Let's play 10 games, and save the game play data to disk.

In [14]:
n_games_now = 10 # Set the number of games to be played now.
n_successful_games = 0
for game_idx in range(next_game_idx, next_game_idx + n_games_now):
    print(f"Game ID: {game_idx}")
    print("---")
    keyword = apple_things[game_idx] # Games are zero indexed.
    alts = apple_alts[game_idx] # Games are zero indexed.
    game = Game(game_play_data_file_path, game_idx, keyword, alts, openai_client)
    keyword, alts, round_of_correct_guess = game.play_game()
    print("Game completed!")
    print(f"Keyword: {keyword}")
    print(f"Alts: {alts}")
    print(f"Round of correct guess: {round_of_correct_guess}")
    game.save_game_data()
    if round_of_correct_guess != -1: # Successful game.
        n_successful_games += 1
    print("---\n---")
print(f"Done playing {n_games_now} games!")
print(f"Number of successful games: {n_successful_games}")
pct_successful_games = (n_successful_games / n_games_now) * 100
print(f"% of successful games: {round(pct_successful_games, 2)}")
print("---")

Game ID: 0
---
Current round: 1
Question: Is it man-made?
Answer: no
Guess: tree
---
Current round: 2
Question: Is it a living thing?
Answer: yes
Guess: animal
---
Current round: 3
Question: Is it an animal?
Answer: yes
Guess: dog
---
Current round: 4
Question: Is it a mammal?
Answer: yes
Guess: cat
---
Current round: 5
Question: Is it a domestic animal?
Answer: no
Guess: horse
---
Current round: 6
Question: Is it a wild animal?
Answer: yes
Guess: lion
---
Current round: 7
Question: Is it a carnivore?
Answer: no
Guess: elephant
---
Current round: 8
Question: Does it primarily live in the forest?
Answer: yes
Guess: tiger
---
Current round: 9
Question: Is it a primate?
Answer: yes
Guess: monkey
Correct guess!
---
Game completed!
Keyword: monkey
Alts: []
Round of correct guess: 9
Game data saved to disk.
---
---
Game ID: 1
---
Current round: 1
Question: Is it a living thing?
Answer: yes
Guess: animal
---
Current round: 2
Question: Is it an animal?
Answer: yes
Guess: dog
---
Current round:

## Conclusion

This notebook demonstrated how "20 questions" game play data can be generated by making a GPT-4o `Guesser` agent play with a GPT-4o `Answerer` agent.
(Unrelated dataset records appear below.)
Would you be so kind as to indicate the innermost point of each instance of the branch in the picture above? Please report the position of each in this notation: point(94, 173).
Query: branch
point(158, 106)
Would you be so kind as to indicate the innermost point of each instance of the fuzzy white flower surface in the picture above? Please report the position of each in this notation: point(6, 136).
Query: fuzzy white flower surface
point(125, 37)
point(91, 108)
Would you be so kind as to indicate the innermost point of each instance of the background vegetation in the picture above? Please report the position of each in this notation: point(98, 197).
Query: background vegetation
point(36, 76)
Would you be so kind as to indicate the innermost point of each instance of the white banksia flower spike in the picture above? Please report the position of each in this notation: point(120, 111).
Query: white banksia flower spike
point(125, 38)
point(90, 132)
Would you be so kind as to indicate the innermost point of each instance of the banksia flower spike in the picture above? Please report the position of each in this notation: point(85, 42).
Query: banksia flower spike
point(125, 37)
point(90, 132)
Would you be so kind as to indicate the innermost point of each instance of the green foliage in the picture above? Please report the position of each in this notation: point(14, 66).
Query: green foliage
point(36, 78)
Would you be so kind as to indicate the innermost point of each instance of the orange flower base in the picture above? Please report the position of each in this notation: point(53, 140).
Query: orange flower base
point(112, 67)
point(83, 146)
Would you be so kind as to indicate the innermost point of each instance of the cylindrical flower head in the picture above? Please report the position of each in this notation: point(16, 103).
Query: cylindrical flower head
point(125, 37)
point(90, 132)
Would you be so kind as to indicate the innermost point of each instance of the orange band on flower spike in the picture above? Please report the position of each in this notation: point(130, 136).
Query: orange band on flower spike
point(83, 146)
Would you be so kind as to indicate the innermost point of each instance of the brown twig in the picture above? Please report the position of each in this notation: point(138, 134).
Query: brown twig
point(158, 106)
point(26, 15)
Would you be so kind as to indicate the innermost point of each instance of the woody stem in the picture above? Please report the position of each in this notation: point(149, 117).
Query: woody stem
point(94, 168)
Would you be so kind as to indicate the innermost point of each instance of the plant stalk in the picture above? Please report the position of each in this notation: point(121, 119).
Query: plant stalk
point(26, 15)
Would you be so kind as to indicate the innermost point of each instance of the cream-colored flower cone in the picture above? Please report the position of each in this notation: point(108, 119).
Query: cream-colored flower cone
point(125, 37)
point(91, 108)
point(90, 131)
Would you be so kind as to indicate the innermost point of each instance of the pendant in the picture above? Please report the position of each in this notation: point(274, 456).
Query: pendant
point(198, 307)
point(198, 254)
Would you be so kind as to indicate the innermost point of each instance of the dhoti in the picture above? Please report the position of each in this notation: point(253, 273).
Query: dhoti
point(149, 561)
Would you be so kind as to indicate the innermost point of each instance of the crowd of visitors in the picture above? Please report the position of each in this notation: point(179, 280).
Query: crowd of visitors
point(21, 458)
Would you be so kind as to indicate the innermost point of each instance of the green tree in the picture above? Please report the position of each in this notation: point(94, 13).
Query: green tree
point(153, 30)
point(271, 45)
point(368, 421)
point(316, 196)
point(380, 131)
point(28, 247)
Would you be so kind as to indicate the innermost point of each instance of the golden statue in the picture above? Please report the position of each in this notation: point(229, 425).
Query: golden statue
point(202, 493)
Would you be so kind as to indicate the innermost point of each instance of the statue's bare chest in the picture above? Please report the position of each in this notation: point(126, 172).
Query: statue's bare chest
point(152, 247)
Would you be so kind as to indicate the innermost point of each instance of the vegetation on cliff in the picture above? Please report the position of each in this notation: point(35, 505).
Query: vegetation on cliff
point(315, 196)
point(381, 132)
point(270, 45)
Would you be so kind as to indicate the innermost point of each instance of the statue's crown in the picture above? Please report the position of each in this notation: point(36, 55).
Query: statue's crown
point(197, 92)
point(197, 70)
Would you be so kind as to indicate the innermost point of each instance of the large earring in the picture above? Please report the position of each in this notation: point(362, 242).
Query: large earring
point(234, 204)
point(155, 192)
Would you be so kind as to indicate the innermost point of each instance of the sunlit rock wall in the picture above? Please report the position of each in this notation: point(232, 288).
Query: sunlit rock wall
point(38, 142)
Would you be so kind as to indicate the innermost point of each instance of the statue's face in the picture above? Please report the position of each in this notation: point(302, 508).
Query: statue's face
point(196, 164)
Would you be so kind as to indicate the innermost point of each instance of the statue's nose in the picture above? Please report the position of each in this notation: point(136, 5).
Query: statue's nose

The above process was used to generate game play data for various sets of keywords. This resulted in the following dataset: https://www.kaggle.com/datasets/sambitmukherjee/gpt-4o-game-play-data-llm-20-questions

A dataset such as the above can be used to clone GPT-4o's behavior into any open weights instruction tuned LLM (such as `"Meta-Llama-3.1-8B-Instruct"`) by performing supervised fine-tuning.